Back in the day, someone who knew your every move was labeled a stalker. Police would be called and you’d live with the anxiety of always looking over your shoulder. Nowadays, we live with countless of these stalkers without batting an eye; and it starts with sharing our locations.
Platforms like Snapchat, Find My iPhone, Life360 and even Instagram allow for people to track the whereabouts of other users. This is an invasion of basic personal privacy, revealing where and when someone lives, eats, exercises and socializes.
Location sharing establishes a culture that normalizes surveillance. People who are used to being tracked begin to stop worrying about who can see their locations. This obvious disregard of safety can result in people opting to share locations on other platforms, opening the door for hackers and other unwanted figures to track them.
Location surveillance is common amongst parents and children, weakening not only the independence of children, but also preventing them from ever becoming trustworthy people. In my experience, kids who aren’t tracked by their parents are much more transparent and communicative with them about what they are doing outside of the house.
In the past, before modern technology, teenagers had to worry only about making it home for curfew.
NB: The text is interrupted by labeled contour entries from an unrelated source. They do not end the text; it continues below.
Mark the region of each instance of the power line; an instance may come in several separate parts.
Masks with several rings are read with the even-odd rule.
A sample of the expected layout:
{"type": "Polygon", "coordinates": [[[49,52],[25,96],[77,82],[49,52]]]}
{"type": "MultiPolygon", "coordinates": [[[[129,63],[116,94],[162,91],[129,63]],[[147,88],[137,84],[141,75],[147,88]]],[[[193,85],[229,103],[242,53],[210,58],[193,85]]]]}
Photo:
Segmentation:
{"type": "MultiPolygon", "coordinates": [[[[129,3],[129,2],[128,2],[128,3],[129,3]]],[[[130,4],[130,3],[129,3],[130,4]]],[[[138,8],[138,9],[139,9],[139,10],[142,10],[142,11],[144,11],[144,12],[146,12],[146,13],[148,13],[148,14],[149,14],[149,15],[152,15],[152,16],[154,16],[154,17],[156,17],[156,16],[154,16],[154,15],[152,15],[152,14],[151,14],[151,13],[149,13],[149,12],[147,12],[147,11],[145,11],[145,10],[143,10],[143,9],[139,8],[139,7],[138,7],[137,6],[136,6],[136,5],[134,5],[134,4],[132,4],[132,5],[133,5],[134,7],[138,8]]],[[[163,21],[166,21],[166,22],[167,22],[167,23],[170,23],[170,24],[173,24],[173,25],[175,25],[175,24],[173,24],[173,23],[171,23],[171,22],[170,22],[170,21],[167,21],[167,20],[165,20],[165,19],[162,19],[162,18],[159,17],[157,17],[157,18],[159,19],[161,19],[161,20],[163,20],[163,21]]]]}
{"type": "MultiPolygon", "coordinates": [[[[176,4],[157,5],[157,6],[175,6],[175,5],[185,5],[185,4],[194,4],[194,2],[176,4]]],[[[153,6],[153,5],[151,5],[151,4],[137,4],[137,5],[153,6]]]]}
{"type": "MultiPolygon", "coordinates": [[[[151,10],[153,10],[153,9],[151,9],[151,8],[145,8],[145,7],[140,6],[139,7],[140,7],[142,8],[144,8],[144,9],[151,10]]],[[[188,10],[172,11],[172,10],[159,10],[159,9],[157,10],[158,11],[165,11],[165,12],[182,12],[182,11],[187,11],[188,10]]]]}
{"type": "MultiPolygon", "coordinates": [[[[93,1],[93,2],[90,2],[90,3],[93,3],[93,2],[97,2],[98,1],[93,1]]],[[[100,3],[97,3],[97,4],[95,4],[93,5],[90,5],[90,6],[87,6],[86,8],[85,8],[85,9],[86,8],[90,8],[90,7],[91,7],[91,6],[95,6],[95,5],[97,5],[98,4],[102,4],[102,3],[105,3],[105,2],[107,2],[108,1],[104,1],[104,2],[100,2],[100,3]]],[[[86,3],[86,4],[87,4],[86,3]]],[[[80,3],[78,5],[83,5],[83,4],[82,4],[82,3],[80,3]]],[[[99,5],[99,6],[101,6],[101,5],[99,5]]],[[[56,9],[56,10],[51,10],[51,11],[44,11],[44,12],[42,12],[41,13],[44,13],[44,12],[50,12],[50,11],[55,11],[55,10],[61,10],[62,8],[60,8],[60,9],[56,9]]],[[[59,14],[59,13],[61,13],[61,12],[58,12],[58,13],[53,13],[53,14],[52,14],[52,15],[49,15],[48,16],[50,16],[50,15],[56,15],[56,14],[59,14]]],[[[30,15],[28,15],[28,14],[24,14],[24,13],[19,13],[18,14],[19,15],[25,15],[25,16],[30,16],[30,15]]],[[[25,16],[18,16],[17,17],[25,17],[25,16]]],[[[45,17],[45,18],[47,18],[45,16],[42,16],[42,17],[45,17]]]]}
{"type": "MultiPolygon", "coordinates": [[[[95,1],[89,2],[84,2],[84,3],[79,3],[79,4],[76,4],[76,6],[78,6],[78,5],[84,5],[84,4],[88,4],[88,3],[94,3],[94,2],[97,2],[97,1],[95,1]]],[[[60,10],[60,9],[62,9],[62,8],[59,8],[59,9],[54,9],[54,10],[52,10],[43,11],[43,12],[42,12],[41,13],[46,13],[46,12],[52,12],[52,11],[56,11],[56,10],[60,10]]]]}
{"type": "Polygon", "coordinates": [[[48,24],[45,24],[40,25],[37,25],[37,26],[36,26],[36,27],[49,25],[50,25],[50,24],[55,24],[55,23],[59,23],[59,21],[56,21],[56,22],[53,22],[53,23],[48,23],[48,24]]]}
Nowadays, kids who are monitored constantly by their parents make decisions completely governed by if their parents will be upset about where they are, limiting their ability to experience the real world.
In relationships, conflict can brew from partners overanalyzing each other’s locations. Location tracking technology can even open the door for controlling partners to further monitor every aspect of their partner’s life.
With middle schoolers and high schoolers, teenagers are able to see when their classmates are hanging out without them, which leads to anxiety, insecurity and feeling left out.
In all types of relationships, location tracking is harmful because it allows someone to track others without ever speaking to them, which can often lead to miscommunication and resentment that brews without confrontation. This overreliance on technology leaves people’s communication skills underdeveloped when it comes to conflict.
So, this is your sign to turn off your location, delete Life360 (if your parents allow it) and close Snapmap. The insecurity, anxiety and even danger are not worth the ability for people to see how many times you go to Starbucks a week or when you’re tanning at the beach. Now is your chance: go off the grid.